Earlier, on the Montecastillo course, Clarke had also left his rivals trailing. His five-under-par round of 67 put the 30-year-old in a six- way share of the lead in the Volvo Masters. Should a monsoon descend for the next three days - not forecast - he would still have to win a play- off to top the money list but with the main protagonists, Montgomerie and Westwood, both on 70, Clarke could be well satisfied with his opening day effort.
"I'm so far behind that I must win to have any chance whatsoever and that's all I'm trying to do," Clarke said. "I can't affect Lee or Colin."
Regardless of what was happening in the tournament itself, the main scoreboard by the 18th green had Montgomerie and Westwood at the top which stiffened Clarke's resolve to hole the six-foot birdie putt with which he finished the round. The opportunity had arisen thanks to a fine approach from a fairway bunker, the 170 yards to the flag covered with a six-iron.
"That was proper shot," Clarke said. "I hit it perfectly out of the bunker." He was aiming for six feet right of the flag, rather than on the left, the side closest to the water, but he was happy when his putt fell into the hole.
Clarke's need to win the tournament to retain any interest in the money title is in contrast to the fact that he has not, unlike his rivals, made winning a habit. "I have got into position a lot but my putting has been very average," he said. "I've played well enough to win but not finished it off on the greens."
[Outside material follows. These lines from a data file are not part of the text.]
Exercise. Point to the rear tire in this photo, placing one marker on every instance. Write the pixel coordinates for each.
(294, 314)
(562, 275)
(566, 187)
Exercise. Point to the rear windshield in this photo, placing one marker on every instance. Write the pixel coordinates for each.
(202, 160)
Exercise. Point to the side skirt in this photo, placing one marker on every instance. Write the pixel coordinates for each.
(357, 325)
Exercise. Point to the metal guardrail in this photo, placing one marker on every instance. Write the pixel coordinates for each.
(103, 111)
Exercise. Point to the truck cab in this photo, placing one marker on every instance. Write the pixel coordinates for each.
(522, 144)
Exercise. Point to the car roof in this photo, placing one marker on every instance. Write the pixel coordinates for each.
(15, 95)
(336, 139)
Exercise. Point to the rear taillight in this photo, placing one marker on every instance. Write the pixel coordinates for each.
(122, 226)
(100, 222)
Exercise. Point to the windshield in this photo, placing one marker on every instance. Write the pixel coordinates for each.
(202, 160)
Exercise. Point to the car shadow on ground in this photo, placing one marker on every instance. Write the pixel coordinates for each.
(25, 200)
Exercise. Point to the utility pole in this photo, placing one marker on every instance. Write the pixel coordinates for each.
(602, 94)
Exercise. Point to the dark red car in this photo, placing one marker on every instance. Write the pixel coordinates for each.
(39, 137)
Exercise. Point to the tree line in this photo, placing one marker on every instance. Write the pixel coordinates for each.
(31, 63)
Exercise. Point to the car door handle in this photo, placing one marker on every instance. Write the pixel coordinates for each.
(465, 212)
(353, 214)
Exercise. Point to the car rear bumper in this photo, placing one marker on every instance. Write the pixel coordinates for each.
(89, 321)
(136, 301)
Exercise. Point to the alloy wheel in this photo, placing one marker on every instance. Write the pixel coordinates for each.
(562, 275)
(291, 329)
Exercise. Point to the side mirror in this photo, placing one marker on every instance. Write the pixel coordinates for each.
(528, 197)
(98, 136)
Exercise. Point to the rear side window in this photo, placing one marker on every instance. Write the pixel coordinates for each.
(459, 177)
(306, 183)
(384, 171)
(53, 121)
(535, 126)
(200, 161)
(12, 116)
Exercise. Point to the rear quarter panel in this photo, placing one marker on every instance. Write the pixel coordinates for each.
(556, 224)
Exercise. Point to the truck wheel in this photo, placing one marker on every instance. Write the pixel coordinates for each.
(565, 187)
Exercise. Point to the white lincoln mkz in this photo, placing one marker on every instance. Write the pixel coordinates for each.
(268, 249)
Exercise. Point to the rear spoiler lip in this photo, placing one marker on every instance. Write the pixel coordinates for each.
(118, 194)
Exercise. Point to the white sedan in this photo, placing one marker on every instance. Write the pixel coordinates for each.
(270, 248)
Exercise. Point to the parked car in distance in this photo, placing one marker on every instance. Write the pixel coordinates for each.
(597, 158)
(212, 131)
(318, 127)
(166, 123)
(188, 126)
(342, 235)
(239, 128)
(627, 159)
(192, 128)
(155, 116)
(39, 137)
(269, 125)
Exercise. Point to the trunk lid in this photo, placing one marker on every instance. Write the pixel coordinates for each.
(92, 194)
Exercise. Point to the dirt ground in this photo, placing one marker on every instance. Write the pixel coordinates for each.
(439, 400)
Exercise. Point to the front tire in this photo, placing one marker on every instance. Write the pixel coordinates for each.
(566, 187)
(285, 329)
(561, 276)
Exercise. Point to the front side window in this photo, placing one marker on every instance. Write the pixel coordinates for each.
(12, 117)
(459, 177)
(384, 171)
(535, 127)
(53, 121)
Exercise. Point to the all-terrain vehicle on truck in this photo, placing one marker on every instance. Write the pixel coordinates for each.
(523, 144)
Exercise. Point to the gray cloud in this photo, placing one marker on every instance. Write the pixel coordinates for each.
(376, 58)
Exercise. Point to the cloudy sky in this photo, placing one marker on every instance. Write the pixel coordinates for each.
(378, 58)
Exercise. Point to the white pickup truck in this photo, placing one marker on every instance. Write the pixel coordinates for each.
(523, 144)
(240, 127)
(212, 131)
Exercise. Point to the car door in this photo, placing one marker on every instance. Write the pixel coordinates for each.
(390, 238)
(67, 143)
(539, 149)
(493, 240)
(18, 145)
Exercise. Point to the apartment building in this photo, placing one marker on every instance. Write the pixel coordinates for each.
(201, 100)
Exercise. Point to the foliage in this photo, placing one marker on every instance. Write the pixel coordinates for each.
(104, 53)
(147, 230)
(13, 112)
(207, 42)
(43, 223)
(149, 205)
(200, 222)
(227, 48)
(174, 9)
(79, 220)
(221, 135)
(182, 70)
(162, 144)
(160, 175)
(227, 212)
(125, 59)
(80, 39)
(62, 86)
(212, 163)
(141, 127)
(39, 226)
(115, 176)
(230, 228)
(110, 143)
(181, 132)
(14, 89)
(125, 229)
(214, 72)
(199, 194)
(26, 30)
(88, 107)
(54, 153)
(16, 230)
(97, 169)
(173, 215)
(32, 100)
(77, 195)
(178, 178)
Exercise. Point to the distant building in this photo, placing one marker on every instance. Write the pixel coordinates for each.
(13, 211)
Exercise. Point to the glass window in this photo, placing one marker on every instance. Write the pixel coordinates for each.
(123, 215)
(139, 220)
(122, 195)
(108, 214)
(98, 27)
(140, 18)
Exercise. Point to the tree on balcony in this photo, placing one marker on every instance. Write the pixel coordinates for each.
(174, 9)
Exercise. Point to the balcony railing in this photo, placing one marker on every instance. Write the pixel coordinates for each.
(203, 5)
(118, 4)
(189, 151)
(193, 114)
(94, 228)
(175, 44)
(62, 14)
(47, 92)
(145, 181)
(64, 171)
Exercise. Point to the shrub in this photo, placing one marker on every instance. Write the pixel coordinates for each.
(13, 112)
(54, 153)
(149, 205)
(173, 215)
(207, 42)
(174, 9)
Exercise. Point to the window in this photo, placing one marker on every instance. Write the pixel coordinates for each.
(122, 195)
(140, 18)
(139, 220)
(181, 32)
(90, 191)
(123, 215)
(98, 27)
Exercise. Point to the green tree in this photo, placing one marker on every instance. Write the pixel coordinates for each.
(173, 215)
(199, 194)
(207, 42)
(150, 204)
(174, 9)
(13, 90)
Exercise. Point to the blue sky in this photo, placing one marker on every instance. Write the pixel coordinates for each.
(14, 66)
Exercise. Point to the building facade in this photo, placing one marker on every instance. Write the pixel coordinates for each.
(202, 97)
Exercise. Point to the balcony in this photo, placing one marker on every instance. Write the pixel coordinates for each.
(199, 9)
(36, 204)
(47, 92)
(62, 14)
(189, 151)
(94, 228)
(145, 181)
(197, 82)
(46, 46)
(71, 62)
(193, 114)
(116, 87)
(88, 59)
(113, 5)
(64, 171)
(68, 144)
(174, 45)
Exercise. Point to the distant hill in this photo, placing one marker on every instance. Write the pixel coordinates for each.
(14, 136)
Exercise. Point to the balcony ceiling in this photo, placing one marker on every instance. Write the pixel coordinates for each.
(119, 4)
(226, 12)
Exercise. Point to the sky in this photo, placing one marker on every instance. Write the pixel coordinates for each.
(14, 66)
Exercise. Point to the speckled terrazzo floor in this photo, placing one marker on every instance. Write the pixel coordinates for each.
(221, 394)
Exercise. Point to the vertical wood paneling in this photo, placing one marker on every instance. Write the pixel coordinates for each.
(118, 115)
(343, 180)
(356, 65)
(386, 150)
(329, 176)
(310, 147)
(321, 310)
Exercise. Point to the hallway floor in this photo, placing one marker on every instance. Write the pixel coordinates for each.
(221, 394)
Indeed, Clarke's only win this season came at the Benson and Hedges International in May, before which he was given a putting lesson by Montgomerie. On Tuesday evening, it was Westwood who helped out his friend. "Lee noticed my elbows were aligned too far to the left and squared me up," Clarke explained. "I suddenly started striking the ball better and I feel I can hole anything again."
While vast crowds usually flock to the neighbouring race track for a Grand Prix, Jerez is hardly in danger of becoming known as a golfing resort rather than the home of sherry and the offer of free admission to the European tour's seasonal finale was not taken up in large numbers. But, with all three of the top contenders still interested, the buses hoping to ferry in spectators from the Costa del Sol may fill up.
"It could be an exciting three days," said Westwood. "It will be if I keep making double bogeys." The 25-year-old could not have had a better start as he birdied four of the first five holes but he missed a number of short putts on the back nine. None was shorter than the 18-incher which horseshoed back at him at the 12th. At the next he left a bunker shot in the sand, and only just got the next one out, which caused the double bogey. "I just about managed to roll a 65 into a 70," he said.
Although no far nearer as tough a test as Valderrama, the venue for the tournament until 1996, over pounds 1 million has been spent on improving the condition of the Montecastillo course and the greens were faster than any seen in Europe this season.
Montgomerie eagled the 12th from 30 feet and the last from 20 feet to haul himself under par and ensure he was in talkative mood. "I've been here before," was, however, about the only thing of note the five-time money list winner said.
As for the talking at the players' meeting on Wednesday night, it was, apparently, done most impressively by Ken Schofield, the executive director of the European tour, who managed to win over a large body of players unhappy at the inclusion from next year of the three new World Championship events on the order of merit. The tournaments offer huge prize money but limited places for Europeans.
"My view turned full circle as a result of listening to the full business reasons," said Paul McGinley, one of those unsure of getting into the new events. "It is a much wider picture than just looking out for yourself. It is important to keep the tour as strong as possible."
A possible cap on the value of the points from the new events for Ryder Cup qualification will be reviewed prior to the tour resuming in January but other reforms wanted by Seve Ballesteros, such as reducing the period of the world rankings from two years to one, are unlikely to come into effect. "I hope Ken is right but I have my doubts," Ballesteros said.
RACE FOR THE TOP
Current positions in the race for the Harry Vardon Trophy:
1 Darren Clarke 67
18= Colin Montgomerie 70,
Lee Westwood 70.
If Clarke wins, he will finish top provided Westwood finishes no better than third and Montgomerie no higher than ninth.
Westwood can win if he is second and Montgomerie is no better than third, or Westwood is third and Montgomerie no higher than 12th or Westwood is fourth and Montgomerie is no better than 45th.